Em sua análise, o presidente brasileiro alerta que o uso recorrente da força por grandes potências enfraquece a autoridade da Organização das Nações Unidas (ONU) e de seu Conselho de Segurança. “Quando o uso da força para resolver disputas deixa de ser exceção e passa a ser regra, a paz, a segurança e a estabilidade globais ficam ameaçadas”, argumentou.

Lula já havia condenado a operação no dia da captura de Maduro, chamando-a de “afronta gravíssima à soberania da Venezuela”. No artigo, ele aprofunda a crítica, afirmando que o respeito seletivo às normas internacionais leva à desordem e fragiliza os Estados individualmente e o sistema internacional como um todo. “Sem regras acordadas coletivamente, é impossível construir sociedades livres, inclusivas e democráticas”, escreveu.

O presidente destacou que ações unilaterais “ameaçam a estabilidade ao redor do mundo, interrompem o comércio e os investimentos, aumentam o fluxo de refugiados e enfraquecem ainda mais a capacidade dos Estados de enfrentar o crime organizado e outros desafios transnacionais”.

Para Lula, é “particularmente preocupante” que essa prática esteja sendo aplicada à América Latina e ao Caribe, regiões que, segundo ele, buscam a paz por meio da igualdade soberana entre as nações e da rejeição ao uso da força.
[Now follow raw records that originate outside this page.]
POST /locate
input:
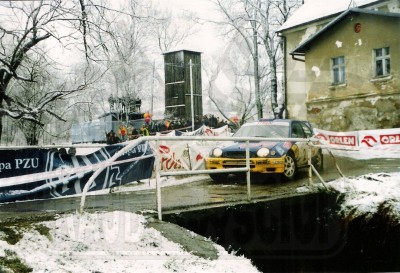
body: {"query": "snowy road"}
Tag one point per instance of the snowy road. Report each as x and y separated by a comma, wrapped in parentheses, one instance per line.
(194, 195)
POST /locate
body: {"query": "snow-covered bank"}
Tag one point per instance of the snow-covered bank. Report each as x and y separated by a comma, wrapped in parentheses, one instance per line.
(122, 242)
(370, 193)
(108, 242)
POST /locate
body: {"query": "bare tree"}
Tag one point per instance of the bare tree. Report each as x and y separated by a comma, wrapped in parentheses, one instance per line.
(25, 26)
(241, 99)
(256, 21)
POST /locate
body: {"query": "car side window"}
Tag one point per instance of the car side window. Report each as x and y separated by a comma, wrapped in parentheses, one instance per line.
(297, 131)
(307, 130)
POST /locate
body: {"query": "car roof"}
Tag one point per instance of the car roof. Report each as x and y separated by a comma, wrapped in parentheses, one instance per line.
(287, 122)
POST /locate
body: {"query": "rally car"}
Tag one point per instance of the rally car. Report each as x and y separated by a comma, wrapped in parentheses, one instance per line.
(267, 157)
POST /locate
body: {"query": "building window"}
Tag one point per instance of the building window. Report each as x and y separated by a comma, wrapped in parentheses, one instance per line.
(338, 70)
(382, 61)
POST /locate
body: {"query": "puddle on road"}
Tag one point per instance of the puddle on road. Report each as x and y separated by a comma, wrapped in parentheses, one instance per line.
(299, 234)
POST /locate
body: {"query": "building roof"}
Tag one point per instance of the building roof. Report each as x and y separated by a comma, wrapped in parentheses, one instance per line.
(313, 10)
(300, 50)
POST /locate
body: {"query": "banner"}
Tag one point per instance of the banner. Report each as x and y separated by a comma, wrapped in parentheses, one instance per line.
(366, 144)
(41, 173)
(188, 155)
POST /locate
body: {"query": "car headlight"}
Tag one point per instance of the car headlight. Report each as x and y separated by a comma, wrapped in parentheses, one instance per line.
(217, 152)
(263, 152)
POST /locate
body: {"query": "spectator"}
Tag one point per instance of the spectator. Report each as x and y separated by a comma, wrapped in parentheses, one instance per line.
(134, 133)
(122, 132)
(144, 131)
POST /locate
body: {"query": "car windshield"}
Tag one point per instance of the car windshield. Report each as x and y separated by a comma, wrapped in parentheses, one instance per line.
(264, 130)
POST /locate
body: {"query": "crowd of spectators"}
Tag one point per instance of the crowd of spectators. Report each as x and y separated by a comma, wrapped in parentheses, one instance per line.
(166, 125)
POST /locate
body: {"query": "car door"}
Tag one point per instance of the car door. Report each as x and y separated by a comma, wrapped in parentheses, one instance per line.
(302, 154)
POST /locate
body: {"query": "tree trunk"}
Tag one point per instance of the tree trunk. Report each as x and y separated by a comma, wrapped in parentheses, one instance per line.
(256, 74)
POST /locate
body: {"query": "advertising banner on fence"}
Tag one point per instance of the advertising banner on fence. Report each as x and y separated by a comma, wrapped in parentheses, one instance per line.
(188, 155)
(382, 143)
(42, 173)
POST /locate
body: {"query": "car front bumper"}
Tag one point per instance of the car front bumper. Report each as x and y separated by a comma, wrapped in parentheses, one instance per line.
(257, 165)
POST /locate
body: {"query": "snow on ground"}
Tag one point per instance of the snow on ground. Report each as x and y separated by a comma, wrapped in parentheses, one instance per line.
(112, 242)
(364, 195)
(121, 242)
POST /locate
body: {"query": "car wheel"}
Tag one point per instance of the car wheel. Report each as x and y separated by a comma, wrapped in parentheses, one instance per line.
(290, 167)
(219, 177)
(318, 161)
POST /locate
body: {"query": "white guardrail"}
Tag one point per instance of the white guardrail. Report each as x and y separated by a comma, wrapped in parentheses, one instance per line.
(159, 173)
(154, 141)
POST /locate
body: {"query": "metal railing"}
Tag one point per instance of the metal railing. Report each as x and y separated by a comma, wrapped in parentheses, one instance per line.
(100, 167)
(159, 173)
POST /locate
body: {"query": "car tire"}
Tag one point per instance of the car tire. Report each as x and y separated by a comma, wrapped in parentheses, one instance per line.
(318, 161)
(290, 171)
(219, 177)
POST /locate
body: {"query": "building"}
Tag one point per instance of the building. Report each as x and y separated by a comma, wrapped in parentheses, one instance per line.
(342, 66)
(183, 84)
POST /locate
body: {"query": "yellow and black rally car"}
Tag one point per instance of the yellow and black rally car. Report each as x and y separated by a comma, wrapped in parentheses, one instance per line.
(280, 157)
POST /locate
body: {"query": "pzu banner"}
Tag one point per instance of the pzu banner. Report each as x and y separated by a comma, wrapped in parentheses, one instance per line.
(41, 173)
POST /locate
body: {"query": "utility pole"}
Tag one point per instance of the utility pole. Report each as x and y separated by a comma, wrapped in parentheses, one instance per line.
(191, 92)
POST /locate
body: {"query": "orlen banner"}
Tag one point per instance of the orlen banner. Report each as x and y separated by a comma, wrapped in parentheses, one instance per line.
(188, 155)
(41, 173)
(383, 143)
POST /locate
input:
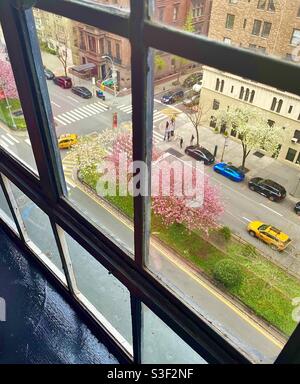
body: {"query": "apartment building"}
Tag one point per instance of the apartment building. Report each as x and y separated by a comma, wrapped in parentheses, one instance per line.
(269, 26)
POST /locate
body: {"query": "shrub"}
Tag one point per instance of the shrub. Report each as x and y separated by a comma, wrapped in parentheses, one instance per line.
(225, 232)
(228, 273)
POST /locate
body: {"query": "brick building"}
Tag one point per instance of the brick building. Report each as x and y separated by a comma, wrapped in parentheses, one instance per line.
(269, 26)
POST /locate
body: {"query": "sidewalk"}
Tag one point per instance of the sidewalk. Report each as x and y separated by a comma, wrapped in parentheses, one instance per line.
(265, 166)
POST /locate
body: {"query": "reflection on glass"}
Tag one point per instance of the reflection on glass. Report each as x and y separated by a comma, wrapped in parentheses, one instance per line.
(5, 212)
(13, 131)
(38, 229)
(88, 75)
(106, 296)
(163, 346)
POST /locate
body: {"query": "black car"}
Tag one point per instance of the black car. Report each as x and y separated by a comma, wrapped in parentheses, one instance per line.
(268, 188)
(194, 78)
(200, 153)
(49, 74)
(172, 97)
(82, 92)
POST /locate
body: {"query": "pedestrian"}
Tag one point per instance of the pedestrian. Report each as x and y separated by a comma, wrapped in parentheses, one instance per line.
(181, 143)
(192, 139)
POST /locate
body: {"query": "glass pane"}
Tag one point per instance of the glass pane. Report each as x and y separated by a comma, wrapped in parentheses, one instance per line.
(213, 255)
(38, 231)
(109, 298)
(92, 111)
(5, 212)
(13, 131)
(163, 346)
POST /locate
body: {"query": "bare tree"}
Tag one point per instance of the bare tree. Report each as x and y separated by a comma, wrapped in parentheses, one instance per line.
(197, 115)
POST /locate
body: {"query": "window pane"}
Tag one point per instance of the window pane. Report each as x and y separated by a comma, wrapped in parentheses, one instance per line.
(5, 212)
(92, 111)
(38, 231)
(163, 346)
(210, 114)
(13, 131)
(105, 295)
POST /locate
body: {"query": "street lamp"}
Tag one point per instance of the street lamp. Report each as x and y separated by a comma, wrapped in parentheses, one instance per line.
(113, 75)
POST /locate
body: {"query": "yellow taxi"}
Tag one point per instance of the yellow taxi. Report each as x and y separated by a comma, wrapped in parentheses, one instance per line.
(270, 235)
(67, 140)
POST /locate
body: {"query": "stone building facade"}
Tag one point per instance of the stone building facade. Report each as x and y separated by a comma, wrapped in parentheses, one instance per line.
(268, 26)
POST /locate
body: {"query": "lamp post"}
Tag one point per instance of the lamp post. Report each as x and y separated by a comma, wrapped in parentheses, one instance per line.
(113, 75)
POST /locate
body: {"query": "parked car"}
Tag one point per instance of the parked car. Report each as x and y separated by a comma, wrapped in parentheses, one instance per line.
(268, 188)
(82, 92)
(63, 81)
(49, 74)
(230, 171)
(194, 78)
(270, 235)
(173, 96)
(297, 208)
(200, 153)
(67, 140)
(191, 101)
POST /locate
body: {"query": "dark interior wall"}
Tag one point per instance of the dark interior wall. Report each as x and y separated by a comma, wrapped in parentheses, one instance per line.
(40, 325)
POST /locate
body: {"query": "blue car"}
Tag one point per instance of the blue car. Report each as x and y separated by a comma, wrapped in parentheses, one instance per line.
(229, 171)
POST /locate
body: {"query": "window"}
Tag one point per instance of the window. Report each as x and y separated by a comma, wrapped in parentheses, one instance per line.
(229, 21)
(175, 12)
(266, 29)
(291, 154)
(256, 27)
(295, 40)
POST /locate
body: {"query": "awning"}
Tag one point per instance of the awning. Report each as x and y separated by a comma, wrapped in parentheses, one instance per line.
(83, 67)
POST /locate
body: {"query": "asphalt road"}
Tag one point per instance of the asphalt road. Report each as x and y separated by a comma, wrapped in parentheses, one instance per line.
(241, 206)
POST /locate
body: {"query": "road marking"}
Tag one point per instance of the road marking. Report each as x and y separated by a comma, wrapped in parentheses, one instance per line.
(270, 209)
(14, 139)
(72, 98)
(7, 140)
(58, 106)
(194, 277)
(60, 121)
(245, 218)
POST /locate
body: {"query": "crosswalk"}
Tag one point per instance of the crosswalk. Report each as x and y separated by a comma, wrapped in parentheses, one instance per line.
(81, 113)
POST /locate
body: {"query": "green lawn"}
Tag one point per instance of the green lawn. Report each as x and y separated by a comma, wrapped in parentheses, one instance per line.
(5, 116)
(265, 288)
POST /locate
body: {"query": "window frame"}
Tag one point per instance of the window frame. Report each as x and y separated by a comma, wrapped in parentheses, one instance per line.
(49, 190)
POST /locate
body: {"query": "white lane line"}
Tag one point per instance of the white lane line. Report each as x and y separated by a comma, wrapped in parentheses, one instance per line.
(7, 140)
(270, 209)
(88, 113)
(59, 121)
(11, 137)
(245, 218)
(71, 116)
(58, 106)
(80, 113)
(3, 144)
(72, 98)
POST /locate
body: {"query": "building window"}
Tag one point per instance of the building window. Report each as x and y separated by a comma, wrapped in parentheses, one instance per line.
(274, 103)
(229, 21)
(279, 106)
(175, 12)
(256, 27)
(216, 104)
(291, 154)
(295, 40)
(266, 29)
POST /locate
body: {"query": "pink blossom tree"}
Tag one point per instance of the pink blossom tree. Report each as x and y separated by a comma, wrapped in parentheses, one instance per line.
(7, 80)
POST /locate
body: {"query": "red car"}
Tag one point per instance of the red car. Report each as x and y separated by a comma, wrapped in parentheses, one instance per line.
(63, 81)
Ele ressaltou que esta é a primeira vez, em mais de 200 anos de história independente, que a América do Sul sofre um ataque militar direto dos Estados Unidos.

“A América Latina e o Caribe abrigam mais de 660 milhões de pessoas. Temos nossos próprios interesses e sonhos a defender”, afirmou. Em um mundo multipolar, segundo Lula, nenhum país deveria ter suas relações exteriores questionadas por buscar universalidade. “Não seremos submissos a projetos hegemônicos.”

No texto, o presidente também defendeu uma agenda regional positiva, focada em investimentos em infraestrutura, geração de empregos e cooperação no combate à fome, pobreza e mudanças climáticas. Ele afirmou que “a história mostrou que o uso da força nunca nos aproximará desses objetivos” e classificou como ultrapassadas as divisões do mundo em zonas de influência.

Lula declarou que o futuro da Venezuela “deve permanecer nas mãos de seu povo” e que apenas um processo político inclusivo, liderado por venezuelanos, pode levar a um futuro democrático e sustentável. Ao final, ele disse que o governo brasileiro mantém diálogo construtivo com os Estados Unidos, destacando que Brasil e EUA são as duas democracias mais populosas do continente. “Somente juntos podemos superar os desafios que afligem um hemisfério que pertence a todos nós”, concluiu.

Internamente, a postura de Lula gerou reação dividida. Pesquisa Quaest divulgada na última quinta-feira (15) mostrou que 51% dos brasileiros consideram errada a condenação do presidente à ação dos EUA. O levantamento também apontou que 66% acreditam que o governo brasileiro deveria se manter neutro no assunto.